Japan has had to be ahead of the game because of its rapidly aging society with fewer children. The country is already equipped with a ‘national’ standardization JIS Y1001for robot-to-human interactions because of its labour shortages affecting all industries. Taking it one step further, Japan opened a consultation with the International Organization for Standardization (ISO) in a bid to establish ‘international’ standards for human-assisting robots. ISO’s existing TC 299 for “standardization in the field of robotics, excluding toys and military applications” does not consider the best practices for various settings which Japan’s standard does. For this reason, TC 299’s new working group is being headed by Japan to help ensure that the global standards for human-assisting robots is at least as robust as Japan’s national version.
Here’s a recap of the history of ISO/TC 299 as quoted from iso.org reflecting the increasing and broadening standardization activities in the field of robotics. “In 1983, the committee started as subcommittee SC 2 “Robots for manufacturing environment” under the Technical Committee ISO/TC 184 “Industrial Automation.” The initial efforts were primarily related to industrial safety with some activity in vocabulary and performance. As a result, the title was updated as “Robots for Industrial Environments.” The title was again updated to “Robots and Robotic Devices” to include not only industrial robots, but also non-industrial robots, which were defined as service robots in 2006. With increased robotic activity, greater visibility was needed for better coordination. This resulted in the upgrade to ISO/TC 299 with the title of “Robotics” in 2016.

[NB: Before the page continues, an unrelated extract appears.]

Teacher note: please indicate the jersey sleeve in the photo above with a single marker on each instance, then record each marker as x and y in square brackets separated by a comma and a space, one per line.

What will robot-human smart cities of the future look like? With the partnership of Japan Post with Yamato, one of Japan’s door-to-door delivery services, robots and autonomous cars will soon be on the streets of Tokyo. This robot still needs to learn how to use elevators. But, that may not be too long a wait as world leading elevator company, ThyssenKrupp recently unveiled a communication interface to assist with robot delivery services. Also, in restaurants, your hot, steaming bowl of ramen will soon be served by a robot waiter as ramen chain, Kourakuen in Fukushima is initiating. The more familiar 4 foot tall Pepper robots designed by Softbank Robotics are humanoids designed to identify and react to human emotions, laughing at a joke, offering comfort or giving reminders. Patients quarantined at hotels in Tokyo found themselves comforted by Pepper saying, “I hope you recover as quickly as possible.” Or, “Please wear a mask inside.” They are also already used in banks, shops and hotels. The more time the system spends interacting with a person, the more natural the conversation becomes. These robots will be scaled up when better artificial intelligence is developed.
If Japan’s bid is successful in establishing international standards for human-assisting robots, it will be instrumental in exporting its standard to the rest of the world. It will be ahead of its global competitors in the cultivation of Japan-oriented collaborative robots or ‘cobots’ designed for direct interaction with humans to perform tasks outside of industrial automation applications such as customer service, cleaning, delivery, guide robots, nursing-care robots, assisting robots designed to help the elderly, or even to assist with surgery. With expansion overseas for industries to take advantage of, if we thought life adjustments after the pandemic were “the new world,” we ain’t seen nothing yet.